From medieval France to contemporary California

Posted on June 25, 2008 by Meredy.
Categories: Writing Log.

[Samples]

The new idea involved a lot of morphing. I needed a twenty-first-century analog to Church-dominated medieval society and its persecution of heretics, a heroine who somehow had the drive and courage to defy that all-powerful institution, and a physical setting familiar enough to me that I could represent it without exhaustive research.

The solution that came to me was this: a restrictive society with passionately held beliefs that set it apart, a society that had a stake in keeping its members ignorant of other ways of thinking. This concept required devising a compelling and sustaining idea or vision for the society, a divergent enough notion of community that it would be obvious why it could not coexist with that of mainstream America, and a means, method, and motivation for achieving complete physical isolation. A cult.

So I bought three books on destructive cults and learned about the psychosocial aspects of cult life. I began creating my settlement in an invented location in the nearby Santa Cruz mountains, an area where there have been and are numerous religious retreats and spiritual communities. And I started sketching counterparts for the main characters in my abandoned narrative: the young girl Sybille Benet, her brother Arnaud, the elderly sisters of Béthune, and the forces of the Inquisition.

I began writing right away, again drafting scenes and scattered segments, and again I found great difficulty in threading a continuous narrative. Again I started doing Internet research, following the trail of every question that occurred to me, always obsessed with authenticity. I amassed information on winegrowing, Platonic philosophy, the construction of drawbridges, a 14th-century saint named St. John of Nepomuk, phases of the moon, inbreeding, wood stoves, Celtic harps, recessive genes, Greek mythology, farm animals, the influenza epidemic of 1918, and the history of women’s underwear.

And I got very caught up in the backstory. My OCD had a field day. I drew maps so detailed that I could pinpoint the location of every tree and shrub in my settlement and know what was in the line of sight for any door and window of any structure. I can picture that imagined setting as clearly as I can visualize my childhood neighborhood or my college campus. And I created a genealogy of six generations, not only of my principal characters but ultimately of every member of the community, with full names and birthdates.

Why did I go through all this in order to write my story? Why didn’t I just write it? That’s what many people would have done, and if that worked for them then they would be right to do it. But just as many writers would feel that they had to “know” all about their characters and their world before they could describe what happened to them and do it with conviction. For me, the process was productive.

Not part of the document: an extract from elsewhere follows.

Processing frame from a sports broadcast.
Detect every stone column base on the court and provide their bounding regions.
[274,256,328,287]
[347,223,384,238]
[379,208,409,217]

Over a period of months of making lists and charts and researching names, stories began to emerge. As I built families out of lists of names and dates, I began to see personal traits, incidents, dramas: rivalries, tragic losses, childhood sweethearts, jealousies, hidden relationships, and more. A community character took shape. Public and private events, long-standing antagonisms, and strong and weak personalities changed the course of shared history. Things I would not have been able to think of by the deliberate act of trying to think of them came to me almost naturally just out of working with the background materials I was developing.

As a result of accumulating deep knowledge of my characters and their interwoven family histories, the writing felt less like inventing and more like remembering. My problem began to be what to put in and what to leave out. I wanted to tell all of it.

And in the meantime I began to lose sight of my main character, the counterpart of Sybille of the Vardysts: a young woman named Sybil Loveworth, whose role in the community was that of apprentice keeper of the stories.

I was on my way to being mired again.